For inpatients, Using Labs Wisely has two particularly useful suggestions:

  • "In the inpatient setting, don't order repeated CBC and chemistry testing in the face of clinical stability. That just one blood draw per day for 'routine' daily lab testing can add up to removing the equivalent of 1⁄ 2 a unit of blood per week? The result is 20-30 blood tubes wasted, and iatrogenic anemia has a negative effect on patient outcomes."
  • Don't order baseline laboratory studies (complete blood count, coagulation testing, or serum biochemistry) for asymptomatic patients undergoing low-risk non-cardiac surgery.

Shortages in Canada are severe enough that there has been talk of needing to limit outpatient testing.

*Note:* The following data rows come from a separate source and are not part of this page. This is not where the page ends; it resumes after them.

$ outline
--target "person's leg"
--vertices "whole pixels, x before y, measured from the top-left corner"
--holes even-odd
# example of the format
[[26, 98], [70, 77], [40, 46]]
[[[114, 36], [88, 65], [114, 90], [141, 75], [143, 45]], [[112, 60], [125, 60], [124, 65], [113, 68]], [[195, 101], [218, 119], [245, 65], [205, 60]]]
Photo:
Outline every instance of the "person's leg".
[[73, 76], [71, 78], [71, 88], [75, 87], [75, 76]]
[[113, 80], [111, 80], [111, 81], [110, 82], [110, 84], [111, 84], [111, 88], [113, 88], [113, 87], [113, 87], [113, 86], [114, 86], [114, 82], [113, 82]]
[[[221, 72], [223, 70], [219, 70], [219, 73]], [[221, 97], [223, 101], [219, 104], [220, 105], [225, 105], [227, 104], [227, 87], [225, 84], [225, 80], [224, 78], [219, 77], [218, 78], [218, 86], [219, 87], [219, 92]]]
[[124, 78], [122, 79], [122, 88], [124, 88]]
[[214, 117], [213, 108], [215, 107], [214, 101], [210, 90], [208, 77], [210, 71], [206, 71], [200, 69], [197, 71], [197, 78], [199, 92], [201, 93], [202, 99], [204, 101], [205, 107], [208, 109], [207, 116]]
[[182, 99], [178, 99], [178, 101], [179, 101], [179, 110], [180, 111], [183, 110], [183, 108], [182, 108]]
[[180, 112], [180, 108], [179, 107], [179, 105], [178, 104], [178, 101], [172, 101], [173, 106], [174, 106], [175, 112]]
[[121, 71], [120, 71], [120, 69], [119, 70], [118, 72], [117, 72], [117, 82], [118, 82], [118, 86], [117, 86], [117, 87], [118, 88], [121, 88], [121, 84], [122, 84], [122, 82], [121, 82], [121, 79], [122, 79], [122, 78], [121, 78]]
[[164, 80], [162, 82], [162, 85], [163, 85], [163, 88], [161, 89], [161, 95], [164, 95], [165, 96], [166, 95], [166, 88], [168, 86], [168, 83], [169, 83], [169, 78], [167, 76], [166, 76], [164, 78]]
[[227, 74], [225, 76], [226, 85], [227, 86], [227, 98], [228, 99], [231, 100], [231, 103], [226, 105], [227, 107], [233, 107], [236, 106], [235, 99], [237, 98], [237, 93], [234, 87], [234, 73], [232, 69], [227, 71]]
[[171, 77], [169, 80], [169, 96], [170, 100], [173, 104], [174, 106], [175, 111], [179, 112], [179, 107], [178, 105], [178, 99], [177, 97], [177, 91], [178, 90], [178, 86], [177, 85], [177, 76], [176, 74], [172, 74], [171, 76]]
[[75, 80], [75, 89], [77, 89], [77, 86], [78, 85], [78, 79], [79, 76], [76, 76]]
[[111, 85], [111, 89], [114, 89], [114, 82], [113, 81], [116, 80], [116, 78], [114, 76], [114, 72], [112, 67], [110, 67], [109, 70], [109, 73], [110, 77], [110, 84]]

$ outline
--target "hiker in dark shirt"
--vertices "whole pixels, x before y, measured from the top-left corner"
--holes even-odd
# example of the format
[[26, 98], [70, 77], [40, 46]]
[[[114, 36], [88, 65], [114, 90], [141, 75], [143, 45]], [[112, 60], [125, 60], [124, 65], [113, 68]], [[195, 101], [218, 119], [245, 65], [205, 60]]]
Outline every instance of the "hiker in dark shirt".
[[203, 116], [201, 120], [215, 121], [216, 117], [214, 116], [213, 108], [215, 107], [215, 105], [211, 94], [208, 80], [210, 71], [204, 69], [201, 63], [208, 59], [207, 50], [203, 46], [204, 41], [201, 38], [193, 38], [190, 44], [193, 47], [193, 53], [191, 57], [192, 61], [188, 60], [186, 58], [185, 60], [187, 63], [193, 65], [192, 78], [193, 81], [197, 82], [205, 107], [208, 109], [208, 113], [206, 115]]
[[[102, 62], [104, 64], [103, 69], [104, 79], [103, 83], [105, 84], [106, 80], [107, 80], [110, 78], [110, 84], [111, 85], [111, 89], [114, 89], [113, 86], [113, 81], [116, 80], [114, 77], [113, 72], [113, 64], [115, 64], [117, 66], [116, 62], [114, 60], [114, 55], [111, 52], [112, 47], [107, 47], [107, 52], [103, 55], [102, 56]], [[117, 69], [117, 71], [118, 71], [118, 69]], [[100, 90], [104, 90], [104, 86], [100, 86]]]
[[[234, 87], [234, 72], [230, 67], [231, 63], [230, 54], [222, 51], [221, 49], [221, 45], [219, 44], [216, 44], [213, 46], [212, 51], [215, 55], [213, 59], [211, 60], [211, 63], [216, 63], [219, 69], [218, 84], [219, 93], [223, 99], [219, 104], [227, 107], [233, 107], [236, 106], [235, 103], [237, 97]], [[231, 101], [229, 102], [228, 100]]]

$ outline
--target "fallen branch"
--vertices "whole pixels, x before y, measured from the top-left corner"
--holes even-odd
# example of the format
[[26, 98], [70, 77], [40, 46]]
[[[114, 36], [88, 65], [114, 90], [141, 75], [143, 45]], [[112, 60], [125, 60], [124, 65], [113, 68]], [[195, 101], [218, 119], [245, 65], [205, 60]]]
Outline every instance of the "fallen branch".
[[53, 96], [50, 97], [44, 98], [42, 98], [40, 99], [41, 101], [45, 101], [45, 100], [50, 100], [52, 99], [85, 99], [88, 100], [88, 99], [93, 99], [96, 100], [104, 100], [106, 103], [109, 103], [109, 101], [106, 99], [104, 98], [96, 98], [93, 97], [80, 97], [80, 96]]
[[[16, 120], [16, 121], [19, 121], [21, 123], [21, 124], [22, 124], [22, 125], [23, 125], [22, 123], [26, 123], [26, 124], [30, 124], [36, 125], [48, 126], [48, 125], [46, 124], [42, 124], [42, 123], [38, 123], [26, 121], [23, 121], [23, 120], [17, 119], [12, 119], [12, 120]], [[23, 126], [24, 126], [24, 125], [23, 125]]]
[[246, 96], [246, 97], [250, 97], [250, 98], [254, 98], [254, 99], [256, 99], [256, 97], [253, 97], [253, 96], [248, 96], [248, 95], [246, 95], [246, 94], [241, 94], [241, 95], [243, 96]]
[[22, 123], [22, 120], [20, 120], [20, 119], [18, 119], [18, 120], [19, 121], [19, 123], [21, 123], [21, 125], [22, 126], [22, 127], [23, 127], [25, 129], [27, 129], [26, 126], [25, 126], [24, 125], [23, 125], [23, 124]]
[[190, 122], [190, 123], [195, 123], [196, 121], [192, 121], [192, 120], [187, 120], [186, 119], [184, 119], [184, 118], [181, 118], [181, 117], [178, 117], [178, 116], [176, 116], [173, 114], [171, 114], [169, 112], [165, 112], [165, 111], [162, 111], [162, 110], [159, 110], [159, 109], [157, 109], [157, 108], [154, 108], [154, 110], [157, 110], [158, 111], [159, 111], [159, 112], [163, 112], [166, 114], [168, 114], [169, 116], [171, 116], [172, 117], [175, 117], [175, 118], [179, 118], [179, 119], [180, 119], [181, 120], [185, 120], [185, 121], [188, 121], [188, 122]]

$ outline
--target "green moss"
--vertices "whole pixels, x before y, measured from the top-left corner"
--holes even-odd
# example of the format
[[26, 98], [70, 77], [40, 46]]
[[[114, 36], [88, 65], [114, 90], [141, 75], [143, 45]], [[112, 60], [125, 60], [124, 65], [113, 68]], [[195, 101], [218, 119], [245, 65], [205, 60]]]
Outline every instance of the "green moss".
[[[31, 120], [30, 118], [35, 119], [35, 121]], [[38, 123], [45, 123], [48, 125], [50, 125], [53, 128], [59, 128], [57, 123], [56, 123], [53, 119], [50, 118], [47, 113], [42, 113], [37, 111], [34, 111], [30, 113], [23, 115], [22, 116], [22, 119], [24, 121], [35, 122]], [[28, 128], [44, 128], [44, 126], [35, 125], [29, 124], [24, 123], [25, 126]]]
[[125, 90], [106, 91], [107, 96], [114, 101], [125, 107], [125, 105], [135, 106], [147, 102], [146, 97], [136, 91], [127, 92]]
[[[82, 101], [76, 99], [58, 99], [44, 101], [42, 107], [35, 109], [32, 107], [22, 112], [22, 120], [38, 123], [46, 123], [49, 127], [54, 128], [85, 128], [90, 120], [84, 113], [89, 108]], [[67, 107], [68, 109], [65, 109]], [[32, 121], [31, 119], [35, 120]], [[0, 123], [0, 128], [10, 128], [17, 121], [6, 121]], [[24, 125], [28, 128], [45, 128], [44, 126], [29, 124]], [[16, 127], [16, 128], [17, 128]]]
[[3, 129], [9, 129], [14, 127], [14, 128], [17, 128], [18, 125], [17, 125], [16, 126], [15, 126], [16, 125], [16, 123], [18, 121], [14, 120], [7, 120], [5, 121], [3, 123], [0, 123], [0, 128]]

Before we get to such a crisis level, we would be wise to adopt such an education campaign among both health care workers and patients, where all seem to want everything done yesterday. We would also do well to standardize certification across state lines, so there is more mobility of staff and flexibility in responding to needs.

Primarily, we need to reduce the stress and workload of the lab professionals before we reach a greater crisis. Think about how we might do so this Medical Laboratory Professionals Week.